The boiling point of the liquid formed by condensation corresponds to the liquid composition of the condensed vapor. The vapor initially at 55% benzene will condense to form a liquid at the liquidus curve. Tracing horizontally from the vapor composition (55% benzene) to the liquidus curve gives a boiling point of about 88°C.
Explanation (300 words)
The temperature-composition diagram illustrates phase behavior in binary mixtures. The liquidus curve represents the boiling points of liquid mixtures, and the vapor curve shows the composition of the vapor in equilibrium with the liquid at a given temperature.
For a mixture of 80% toluene (20% benzene), the boiling starts at the intersection of the liquidus curve with the 0.8 mole fraction toluene line. This is approximately 96°C. As the liquid boils, the composition of the vapor is richer in benzene due to its lower boiling point (80°C). From the vapor curve, this vapor is roughly 55% benzene.

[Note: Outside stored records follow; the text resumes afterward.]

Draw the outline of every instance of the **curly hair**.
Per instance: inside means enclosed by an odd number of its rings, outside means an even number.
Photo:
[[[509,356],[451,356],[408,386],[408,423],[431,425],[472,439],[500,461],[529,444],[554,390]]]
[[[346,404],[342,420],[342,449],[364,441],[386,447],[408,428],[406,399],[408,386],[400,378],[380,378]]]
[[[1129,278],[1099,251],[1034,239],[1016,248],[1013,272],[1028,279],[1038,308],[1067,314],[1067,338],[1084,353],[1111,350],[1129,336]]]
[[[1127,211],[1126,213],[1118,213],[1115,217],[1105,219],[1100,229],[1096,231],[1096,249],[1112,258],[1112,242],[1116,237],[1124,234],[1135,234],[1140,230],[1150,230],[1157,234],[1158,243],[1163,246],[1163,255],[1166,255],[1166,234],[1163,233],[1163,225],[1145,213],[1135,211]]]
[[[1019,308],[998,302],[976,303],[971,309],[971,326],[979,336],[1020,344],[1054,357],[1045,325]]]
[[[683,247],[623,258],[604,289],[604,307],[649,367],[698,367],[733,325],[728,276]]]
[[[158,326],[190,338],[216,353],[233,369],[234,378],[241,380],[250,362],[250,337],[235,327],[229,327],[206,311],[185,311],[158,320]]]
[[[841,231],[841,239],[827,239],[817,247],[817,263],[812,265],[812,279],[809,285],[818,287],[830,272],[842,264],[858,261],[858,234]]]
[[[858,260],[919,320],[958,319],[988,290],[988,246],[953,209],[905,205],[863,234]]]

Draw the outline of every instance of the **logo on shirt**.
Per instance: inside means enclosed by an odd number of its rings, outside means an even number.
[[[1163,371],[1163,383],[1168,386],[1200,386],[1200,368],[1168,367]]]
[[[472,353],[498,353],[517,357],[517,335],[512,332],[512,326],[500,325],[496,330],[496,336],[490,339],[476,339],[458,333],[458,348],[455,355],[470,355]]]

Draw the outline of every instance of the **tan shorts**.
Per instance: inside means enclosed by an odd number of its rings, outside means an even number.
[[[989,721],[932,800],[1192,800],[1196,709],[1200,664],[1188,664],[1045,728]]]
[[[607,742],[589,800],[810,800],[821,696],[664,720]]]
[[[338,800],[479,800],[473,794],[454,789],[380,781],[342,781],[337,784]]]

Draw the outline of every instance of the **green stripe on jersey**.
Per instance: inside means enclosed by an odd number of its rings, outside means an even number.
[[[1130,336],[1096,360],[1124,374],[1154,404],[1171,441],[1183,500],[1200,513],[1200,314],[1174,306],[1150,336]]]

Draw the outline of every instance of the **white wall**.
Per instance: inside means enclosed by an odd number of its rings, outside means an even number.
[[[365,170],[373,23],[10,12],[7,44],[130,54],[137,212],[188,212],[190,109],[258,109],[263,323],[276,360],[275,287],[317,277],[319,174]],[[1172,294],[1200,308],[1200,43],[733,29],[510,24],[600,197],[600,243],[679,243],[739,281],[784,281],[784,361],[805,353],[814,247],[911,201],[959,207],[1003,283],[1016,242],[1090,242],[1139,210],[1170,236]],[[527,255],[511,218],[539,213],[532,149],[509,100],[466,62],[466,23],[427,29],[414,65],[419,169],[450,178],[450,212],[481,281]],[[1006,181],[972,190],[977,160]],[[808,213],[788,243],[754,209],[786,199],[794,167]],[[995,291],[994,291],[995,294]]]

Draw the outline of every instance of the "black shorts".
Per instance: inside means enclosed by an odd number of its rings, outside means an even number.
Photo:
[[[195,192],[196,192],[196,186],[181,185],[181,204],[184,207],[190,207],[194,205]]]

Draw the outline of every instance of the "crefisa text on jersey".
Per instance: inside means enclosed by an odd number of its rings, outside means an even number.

When the vapor condenses, it forms a liquid with the same composition as the vapor. To find the boiling point of this new liquid, trace the vapor’s composition horizontally to the liquidus curve. At 55% benzene, the boiling point is around 88°C.
This process, known as fractional distillation, exploits the difference in boiling points to separate components of a mixture. Benzene’s lower boiling point makes it more volatile, so the vapor phase is enriched with benzene, whereas the liquid phase retains more toluene. This principle underpins industrial separation processes for hydrocarbons.